The release

Despite being one of the clear highlights of Hunky Dory, ‘Life On Mars?’ was not released as a single until 1973, when David Bowie had attained world fame.

The fans loved ‘Life On Mars?’ when it was released as a single in July 1973, when it charted at Number 3 in the UK and stayed there for thirteen weeks. By that time Bowie had become a huge star. Back in December 1971 hardly anyone seemed to give a damn about us or Hunky Dory. Funny how things ch-ch-change…
Woody Woodmansey
Spider From Mars: My Life With Bowie

The single was released that year in France, Germany, Ireland, Italy, New Zealand, Portugal, South Africa, Spain, and the United Kingdom.

David’s thing was just to make the music industry more exciting, more colourful, more adventurous – and we were into that as well. But we didn’t think that 40 years later, ‘Life On Mars?’ would still be played on the radio every week. You couldn’t think like that. We just did our best job, for that track and on that day, and hoped that people would like it.
Mick ‘Woody’ Woodmansey, 2018
Music Republic Magazine

In the UK, Ireland, France, Germany, New Zealand and South Africa, the single had ‘The Man Who Sold The World’ on the b-side. In Portugal it was backed with ‘Black Country Rock’, while Spanish listeners had the more recent ‘Drive-In Saturday’. These singles were all released in June 1973.

The single reached number three in the UK, and remained on the chart for 13 weeks.

‘Life On Mars?’ was released in Italy in December 1973, with ‘Amsterdam’ on the b-side.

On 13 June 1973, prior to a concert at the Gaumont State Theatre on London’s Kilburn High Road, Mick Rock directed Bowie in a promotional film for ‘Life On Mars?’

We had two cameras and we also used stills, so it was relatively sophisticated for its era. It stands up. I didn’t make a single penny out of those films at the time. However, once David split from MainMan and made his final settlement he gave me the visual rights. He has always been a gentleman.
Mick Rock
Classic Rock, November 2007

The shoot took place in Blandford West a studio in Ladbroke Grove.

As usual with David, we didn’t need many elements to produce a memorable clip. I found an all-white studio on Ladbroke Grove, Freddie Burretti provided a great new outfit, Pierre Laroche some brilliant make-up, and the charismatic Mr B was in five mimetic form. Very simple, yet somehow so sophisticated.
Mick Rock
Moonage Daydream: The Life And Times Of Ziggy Stardust

Bowie wore an ice-blue suit designed by Freddie Burretti, with make-up by Pierre Laroche.

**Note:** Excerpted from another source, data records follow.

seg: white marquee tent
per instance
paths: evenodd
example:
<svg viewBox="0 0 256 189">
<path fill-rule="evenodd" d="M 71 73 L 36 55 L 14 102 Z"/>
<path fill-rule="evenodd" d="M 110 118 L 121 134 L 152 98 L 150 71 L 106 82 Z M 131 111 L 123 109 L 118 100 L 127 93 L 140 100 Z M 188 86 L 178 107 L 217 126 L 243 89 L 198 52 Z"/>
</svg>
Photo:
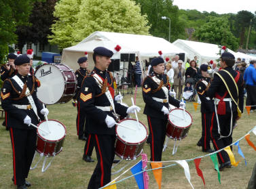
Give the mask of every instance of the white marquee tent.
<svg viewBox="0 0 256 189">
<path fill-rule="evenodd" d="M 96 31 L 75 46 L 63 49 L 62 63 L 67 64 L 72 69 L 78 67 L 77 61 L 79 58 L 88 54 L 90 63 L 92 63 L 93 49 L 96 47 L 105 47 L 113 49 L 116 45 L 121 46 L 119 54 L 114 58 L 119 58 L 120 54 L 135 53 L 140 60 L 158 56 L 161 50 L 164 56 L 173 56 L 179 53 L 185 53 L 183 49 L 176 47 L 168 41 L 159 37 L 148 35 L 140 35 L 117 33 Z M 92 69 L 94 64 L 90 64 Z"/>
<path fill-rule="evenodd" d="M 219 58 L 219 48 L 217 45 L 187 40 L 177 39 L 173 43 L 175 46 L 182 49 L 186 52 L 187 58 L 193 60 L 194 56 L 198 56 L 201 64 L 206 64 L 211 60 Z M 236 52 L 227 49 L 227 51 L 234 55 Z"/>
</svg>

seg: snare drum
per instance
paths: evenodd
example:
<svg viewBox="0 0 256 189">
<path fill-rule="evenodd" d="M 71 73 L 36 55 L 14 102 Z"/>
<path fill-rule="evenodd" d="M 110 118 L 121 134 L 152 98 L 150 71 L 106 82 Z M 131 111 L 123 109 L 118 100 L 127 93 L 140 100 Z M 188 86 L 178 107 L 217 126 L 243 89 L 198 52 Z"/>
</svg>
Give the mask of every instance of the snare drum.
<svg viewBox="0 0 256 189">
<path fill-rule="evenodd" d="M 40 81 L 38 99 L 46 104 L 66 103 L 75 95 L 77 79 L 73 70 L 63 64 L 47 64 L 35 72 Z"/>
<path fill-rule="evenodd" d="M 192 125 L 193 119 L 188 111 L 172 109 L 168 116 L 166 135 L 175 140 L 185 138 Z"/>
<path fill-rule="evenodd" d="M 48 127 L 49 123 L 49 127 Z M 45 156 L 54 156 L 60 153 L 63 148 L 64 139 L 66 136 L 66 127 L 60 122 L 49 119 L 48 123 L 43 121 L 37 125 L 39 129 L 50 133 L 45 133 L 37 129 L 37 151 Z"/>
<path fill-rule="evenodd" d="M 133 119 L 126 119 L 119 123 L 131 127 L 135 130 L 117 125 L 115 133 L 115 154 L 121 159 L 134 159 L 139 156 L 143 148 L 144 144 L 148 136 L 147 127 L 141 122 Z"/>
</svg>

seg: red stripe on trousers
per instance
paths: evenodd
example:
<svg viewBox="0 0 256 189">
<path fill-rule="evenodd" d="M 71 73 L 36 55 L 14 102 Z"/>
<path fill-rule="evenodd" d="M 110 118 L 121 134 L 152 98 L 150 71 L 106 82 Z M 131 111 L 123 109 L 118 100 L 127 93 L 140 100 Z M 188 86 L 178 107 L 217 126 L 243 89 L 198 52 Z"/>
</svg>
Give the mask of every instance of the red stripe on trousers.
<svg viewBox="0 0 256 189">
<path fill-rule="evenodd" d="M 78 102 L 77 123 L 77 135 L 79 135 L 79 121 L 80 121 L 80 102 Z"/>
<path fill-rule="evenodd" d="M 153 151 L 153 130 L 152 130 L 151 122 L 150 121 L 150 117 L 149 116 L 147 116 L 147 118 L 149 119 L 150 131 L 151 131 L 151 137 L 152 137 L 151 145 L 152 145 L 152 156 L 153 156 L 152 161 L 155 161 L 155 154 L 154 154 L 154 151 Z"/>
<path fill-rule="evenodd" d="M 91 134 L 89 134 L 89 137 L 88 139 L 88 143 L 87 143 L 87 146 L 86 146 L 86 155 L 87 156 L 87 152 L 88 152 L 89 149 L 89 146 L 90 146 L 90 140 L 91 139 Z"/>
<path fill-rule="evenodd" d="M 100 169 L 101 169 L 101 178 L 100 178 L 100 187 L 103 186 L 103 178 L 104 178 L 104 169 L 103 169 L 103 156 L 101 154 L 100 144 L 98 143 L 98 136 L 95 135 L 96 142 L 97 143 L 98 153 L 100 154 Z"/>
<path fill-rule="evenodd" d="M 14 156 L 13 159 L 13 166 L 14 166 L 14 184 L 16 184 L 16 163 L 15 163 L 15 151 L 14 151 L 14 133 L 12 131 L 12 128 L 10 128 L 11 131 L 11 140 L 12 140 L 12 154 Z"/>
<path fill-rule="evenodd" d="M 215 139 L 213 138 L 213 131 L 212 131 L 212 130 L 213 130 L 213 118 L 214 118 L 214 114 L 215 114 L 215 113 L 213 112 L 213 117 L 212 117 L 211 125 L 211 129 L 210 129 L 210 131 L 211 131 L 211 137 L 212 139 L 213 139 L 213 144 L 215 144 L 215 146 L 216 146 L 216 149 L 217 149 L 217 150 L 219 150 L 219 148 L 218 148 L 218 146 L 217 146 L 216 141 L 215 141 Z M 219 157 L 221 158 L 221 160 L 222 163 L 224 163 L 224 160 L 223 160 L 223 157 L 222 157 L 222 156 L 221 156 L 221 152 L 218 152 L 218 154 L 219 154 Z"/>
</svg>

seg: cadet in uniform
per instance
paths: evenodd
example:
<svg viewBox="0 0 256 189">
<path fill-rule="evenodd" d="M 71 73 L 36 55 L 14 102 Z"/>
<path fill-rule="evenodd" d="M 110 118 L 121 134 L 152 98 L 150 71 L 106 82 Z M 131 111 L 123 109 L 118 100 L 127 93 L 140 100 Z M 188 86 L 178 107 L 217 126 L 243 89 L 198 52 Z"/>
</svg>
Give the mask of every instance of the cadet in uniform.
<svg viewBox="0 0 256 189">
<path fill-rule="evenodd" d="M 16 73 L 14 66 L 14 60 L 17 58 L 13 53 L 7 56 L 8 62 L 1 66 L 1 79 L 4 81 L 6 79 L 14 76 Z"/>
<path fill-rule="evenodd" d="M 26 55 L 20 56 L 14 64 L 18 73 L 4 81 L 1 98 L 3 109 L 7 112 L 6 125 L 12 146 L 13 181 L 17 188 L 26 189 L 31 186 L 25 178 L 29 175 L 37 142 L 37 130 L 30 124 L 37 125 L 39 117 L 43 119 L 43 114 L 49 111 L 43 108 L 37 97 L 39 81 L 28 76 L 29 58 Z"/>
<path fill-rule="evenodd" d="M 115 156 L 115 112 L 126 114 L 139 111 L 136 106 L 127 108 L 114 98 L 113 79 L 106 70 L 111 62 L 113 51 L 102 47 L 94 49 L 95 67 L 84 79 L 80 98 L 81 110 L 86 114 L 86 131 L 95 140 L 98 163 L 90 178 L 90 189 L 100 188 L 111 181 L 111 166 Z"/>
<path fill-rule="evenodd" d="M 210 100 L 205 94 L 205 89 L 211 83 L 211 77 L 207 73 L 208 65 L 202 64 L 200 70 L 202 79 L 196 83 L 196 91 L 201 100 L 202 137 L 198 142 L 198 146 L 202 146 L 202 152 L 211 153 L 214 150 L 211 149 L 210 146 L 210 127 L 213 116 L 214 104 L 213 100 Z"/>
<path fill-rule="evenodd" d="M 232 69 L 235 57 L 224 52 L 220 62 L 221 70 L 215 73 L 211 86 L 206 88 L 206 96 L 214 98 L 215 112 L 210 131 L 215 150 L 232 143 L 233 127 L 242 112 L 244 104 L 242 76 Z M 217 156 L 220 171 L 231 167 L 225 150 L 217 153 Z"/>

I always knew when Pierre Laroche was having a bad day, as he would give me green eye shadow, which he knew I hated. Most of the time, though, he behaved, and was probably the most creative make-up artist I’ve worked with. When I brought all the kabuki powders back from Japan, he went crazy with them and for weeks my stage persona went all geisha.
David Bowie, 2002
Moonage Daydream: The Life And Times Of Ziggy Stardust

Bowie wasn’t very well-known when I first met him. There were about 400 people at Birmingham Town Hall in March 1972. But I was fascinated with him. Even though they were small audiences, he projected very big. I made videos for him – ‘Moonage Daydream’, ‘John, I’m Only Dancing’ and ‘The Jean Genie’. Then ‘Life On Mars’ was released as a single in the summer of ’73. The video production values are minimal, all born of necessity. There was no budget at all. I shot ‘Life On Mars?’ in a day at Earls Court. I loved Hunky Dory, but there was something about ‘Life On Mars?’ that really got me. I still couldn’t tell you what it’s about, but that’s art. I wouldn’t go as far as saying it’s like reading Rimbaud, but it is rock ’n’ roll poetry. There’s something Zen-like about that song, even though it’s so emotional. It was the song that sold me on David. It triggered me towards wanting to write something about him and take some pictures. And as a result, our relationship developed from that. All that came afterwards, from Iggy and Lou to Queen, came in the wake of the stimulation provided by that LP and, specifically, ‘Life On Mars?’. It’s the most significant Bowie song for me.